I wonder, then: where we might get to by starting from the not-implausible belief that monetary policy has no fixed relation to inflation?
Your "folk Keynesianism" reminds me of the rule, or at least the myth, that everything in economics is common sense except the law of comparative advantage.
This is the "law" which gives us the grammatical curiosities "more better" and "worse bad" -- both of them necessarily and correctly. (I just Googled it up in the hope of providing a handy-dandy reference -- and found instantly, and to my disgust, that the first answer returned by Google was the incorrect one at Investopia: they have enrolled themselves among the many fools who think it means simple advantage. Learning the difference is left as an exercise to the reader. 😎😅)
The whole law is probably stated more elegantly by its originator -- who may be Paul Krugman, or the equally excellent (the late) Milton Friedman. More likely, though, it has been both of them and many others.

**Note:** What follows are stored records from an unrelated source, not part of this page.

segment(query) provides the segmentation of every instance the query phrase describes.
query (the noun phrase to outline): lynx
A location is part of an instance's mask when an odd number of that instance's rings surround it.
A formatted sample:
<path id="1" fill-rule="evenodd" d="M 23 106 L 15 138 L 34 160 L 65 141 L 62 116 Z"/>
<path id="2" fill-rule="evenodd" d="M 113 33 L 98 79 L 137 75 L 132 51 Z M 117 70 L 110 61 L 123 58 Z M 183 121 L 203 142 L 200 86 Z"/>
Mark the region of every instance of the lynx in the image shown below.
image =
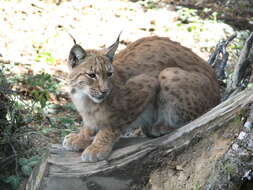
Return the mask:
<path id="1" fill-rule="evenodd" d="M 106 159 L 119 137 L 141 126 L 158 137 L 219 103 L 212 68 L 190 49 L 166 37 L 144 37 L 117 55 L 108 49 L 70 50 L 70 96 L 82 116 L 79 133 L 64 138 L 66 149 L 84 150 L 84 162 Z"/>

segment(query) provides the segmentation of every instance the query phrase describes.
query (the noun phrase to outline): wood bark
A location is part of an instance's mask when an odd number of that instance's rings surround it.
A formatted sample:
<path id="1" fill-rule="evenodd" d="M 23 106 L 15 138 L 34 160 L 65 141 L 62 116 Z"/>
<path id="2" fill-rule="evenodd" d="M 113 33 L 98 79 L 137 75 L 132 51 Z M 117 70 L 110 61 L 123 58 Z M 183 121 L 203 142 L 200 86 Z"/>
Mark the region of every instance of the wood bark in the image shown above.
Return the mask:
<path id="1" fill-rule="evenodd" d="M 26 189 L 144 189 L 151 172 L 168 163 L 172 157 L 180 157 L 184 150 L 195 146 L 201 139 L 215 133 L 217 129 L 226 127 L 229 121 L 238 117 L 238 114 L 247 109 L 252 102 L 253 88 L 250 88 L 230 97 L 200 118 L 163 137 L 121 138 L 108 160 L 97 163 L 84 163 L 80 159 L 81 153 L 65 151 L 61 145 L 53 145 L 41 164 L 33 171 Z M 252 137 L 252 130 L 248 133 Z M 249 152 L 249 156 L 252 156 L 252 152 Z M 229 157 L 228 151 L 228 155 L 224 155 L 224 158 Z M 231 175 L 236 176 L 233 179 L 240 181 L 241 175 L 249 170 L 249 165 L 240 165 L 240 168 L 238 165 L 237 168 L 240 170 L 240 172 L 235 170 L 238 175 Z M 213 171 L 217 173 L 215 169 Z M 222 173 L 222 170 L 220 171 Z M 212 178 L 212 176 L 217 177 Z M 202 188 L 219 189 L 216 188 L 219 186 L 212 186 L 212 184 L 219 184 L 222 180 L 225 183 L 228 179 L 210 173 L 210 178 Z M 242 182 L 231 184 L 229 188 L 237 189 L 241 184 Z"/>

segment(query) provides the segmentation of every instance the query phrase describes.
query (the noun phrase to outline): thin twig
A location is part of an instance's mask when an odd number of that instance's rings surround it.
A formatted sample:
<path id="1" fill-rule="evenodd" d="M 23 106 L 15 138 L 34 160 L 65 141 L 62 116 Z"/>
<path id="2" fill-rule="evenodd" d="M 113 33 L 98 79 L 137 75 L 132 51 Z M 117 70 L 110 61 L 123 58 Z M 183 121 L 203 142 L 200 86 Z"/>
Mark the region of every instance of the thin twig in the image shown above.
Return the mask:
<path id="1" fill-rule="evenodd" d="M 246 68 L 248 67 L 249 63 L 247 62 L 249 57 L 249 52 L 252 47 L 253 43 L 253 32 L 247 38 L 245 45 L 241 51 L 238 63 L 235 66 L 235 70 L 232 77 L 232 89 L 238 87 L 242 80 L 243 73 L 245 72 Z"/>
<path id="2" fill-rule="evenodd" d="M 17 151 L 16 151 L 16 149 L 14 148 L 14 146 L 13 146 L 11 140 L 9 141 L 9 145 L 10 145 L 10 147 L 11 147 L 13 153 L 14 153 L 14 156 L 15 156 L 15 172 L 16 172 L 16 175 L 19 176 L 19 175 L 18 175 L 18 158 L 17 158 Z"/>

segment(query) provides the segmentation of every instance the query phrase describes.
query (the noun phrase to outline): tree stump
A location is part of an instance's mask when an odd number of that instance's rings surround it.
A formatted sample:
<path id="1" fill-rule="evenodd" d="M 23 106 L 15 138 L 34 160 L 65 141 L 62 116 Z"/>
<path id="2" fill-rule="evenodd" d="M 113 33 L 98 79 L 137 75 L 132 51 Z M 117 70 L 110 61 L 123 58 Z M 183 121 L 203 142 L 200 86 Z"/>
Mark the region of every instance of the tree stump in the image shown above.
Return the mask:
<path id="1" fill-rule="evenodd" d="M 108 160 L 97 163 L 84 163 L 81 153 L 53 145 L 34 169 L 26 189 L 216 190 L 227 189 L 226 185 L 219 186 L 227 181 L 232 181 L 229 189 L 238 189 L 244 173 L 250 170 L 253 155 L 252 149 L 245 147 L 245 143 L 252 145 L 252 138 L 240 136 L 243 127 L 239 115 L 245 115 L 252 102 L 250 88 L 171 134 L 155 139 L 121 138 Z M 252 129 L 244 133 L 253 137 Z M 234 141 L 238 154 L 245 154 L 247 149 L 248 157 L 240 167 L 233 159 L 227 162 L 228 152 L 235 148 L 230 146 Z M 221 173 L 225 173 L 224 179 L 219 177 Z"/>

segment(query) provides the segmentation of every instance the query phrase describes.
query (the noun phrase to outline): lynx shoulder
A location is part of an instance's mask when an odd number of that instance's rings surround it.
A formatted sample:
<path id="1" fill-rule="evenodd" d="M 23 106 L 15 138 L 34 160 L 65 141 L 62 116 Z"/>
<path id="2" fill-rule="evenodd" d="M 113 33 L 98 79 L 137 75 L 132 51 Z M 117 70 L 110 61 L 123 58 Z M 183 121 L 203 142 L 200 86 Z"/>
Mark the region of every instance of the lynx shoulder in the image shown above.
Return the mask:
<path id="1" fill-rule="evenodd" d="M 106 159 L 127 128 L 141 126 L 158 137 L 219 103 L 212 68 L 190 49 L 164 37 L 146 37 L 117 55 L 74 45 L 69 55 L 70 96 L 84 120 L 63 146 L 84 150 L 82 160 Z"/>

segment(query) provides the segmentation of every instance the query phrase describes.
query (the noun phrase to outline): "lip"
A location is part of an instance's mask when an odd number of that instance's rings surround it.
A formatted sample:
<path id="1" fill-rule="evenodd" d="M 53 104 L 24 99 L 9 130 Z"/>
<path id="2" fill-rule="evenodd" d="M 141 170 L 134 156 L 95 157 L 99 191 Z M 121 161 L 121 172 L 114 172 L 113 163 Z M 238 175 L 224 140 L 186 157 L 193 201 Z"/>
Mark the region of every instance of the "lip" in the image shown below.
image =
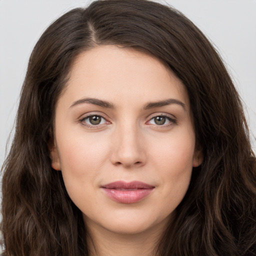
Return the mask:
<path id="1" fill-rule="evenodd" d="M 107 196 L 118 202 L 133 204 L 149 195 L 154 186 L 146 183 L 134 181 L 126 182 L 114 182 L 100 186 Z"/>

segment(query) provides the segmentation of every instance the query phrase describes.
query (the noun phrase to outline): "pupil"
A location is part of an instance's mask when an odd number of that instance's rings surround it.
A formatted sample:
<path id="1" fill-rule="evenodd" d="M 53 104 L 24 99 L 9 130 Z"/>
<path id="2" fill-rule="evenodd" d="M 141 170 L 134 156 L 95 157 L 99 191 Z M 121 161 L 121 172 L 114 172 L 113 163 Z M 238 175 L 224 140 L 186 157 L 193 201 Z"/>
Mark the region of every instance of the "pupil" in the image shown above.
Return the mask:
<path id="1" fill-rule="evenodd" d="M 90 121 L 92 124 L 96 125 L 98 124 L 102 120 L 100 116 L 94 116 L 90 118 Z"/>
<path id="2" fill-rule="evenodd" d="M 166 122 L 166 118 L 162 116 L 156 116 L 154 118 L 154 122 L 156 124 L 162 126 Z"/>

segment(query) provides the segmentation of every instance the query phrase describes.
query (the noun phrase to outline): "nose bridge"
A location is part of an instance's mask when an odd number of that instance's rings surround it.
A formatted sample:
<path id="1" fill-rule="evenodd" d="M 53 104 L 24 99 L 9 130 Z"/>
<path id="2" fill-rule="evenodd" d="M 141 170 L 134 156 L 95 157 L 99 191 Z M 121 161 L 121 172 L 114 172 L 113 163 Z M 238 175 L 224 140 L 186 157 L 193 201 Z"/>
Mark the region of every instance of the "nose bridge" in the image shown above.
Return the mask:
<path id="1" fill-rule="evenodd" d="M 144 162 L 145 154 L 140 135 L 140 128 L 134 122 L 117 126 L 113 138 L 112 164 L 129 167 Z"/>

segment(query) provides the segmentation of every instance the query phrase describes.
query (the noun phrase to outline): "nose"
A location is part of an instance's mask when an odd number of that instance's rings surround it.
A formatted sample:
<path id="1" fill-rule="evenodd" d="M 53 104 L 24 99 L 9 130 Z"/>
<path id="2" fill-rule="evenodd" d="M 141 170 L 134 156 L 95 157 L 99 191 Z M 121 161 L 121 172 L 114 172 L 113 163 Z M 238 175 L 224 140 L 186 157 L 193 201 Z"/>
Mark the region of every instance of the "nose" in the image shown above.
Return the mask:
<path id="1" fill-rule="evenodd" d="M 112 140 L 112 164 L 126 168 L 140 167 L 146 162 L 145 143 L 138 128 L 118 128 Z"/>

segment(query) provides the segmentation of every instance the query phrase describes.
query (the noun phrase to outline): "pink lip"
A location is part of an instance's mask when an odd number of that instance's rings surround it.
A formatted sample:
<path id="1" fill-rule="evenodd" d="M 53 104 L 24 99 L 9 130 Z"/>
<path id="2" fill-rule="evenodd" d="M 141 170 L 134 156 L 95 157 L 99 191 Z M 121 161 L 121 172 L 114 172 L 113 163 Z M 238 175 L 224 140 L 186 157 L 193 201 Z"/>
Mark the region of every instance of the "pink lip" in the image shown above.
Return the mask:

But I worry, as Keynes did, that what passes for common sense is actually just the work of "some defunct economist."
My worry about economics is different: economics, and indeed the world in general, assumes that the Central Limit Theorem is a law of human behviour, i.e. that pretty much everything in the real world is normally distributed.
None of it, none, is. It's all fractal.
There are no central tendencies, and fat tails are simply the first tiny step away from lunatic superstition and toward considering actual empirical observation.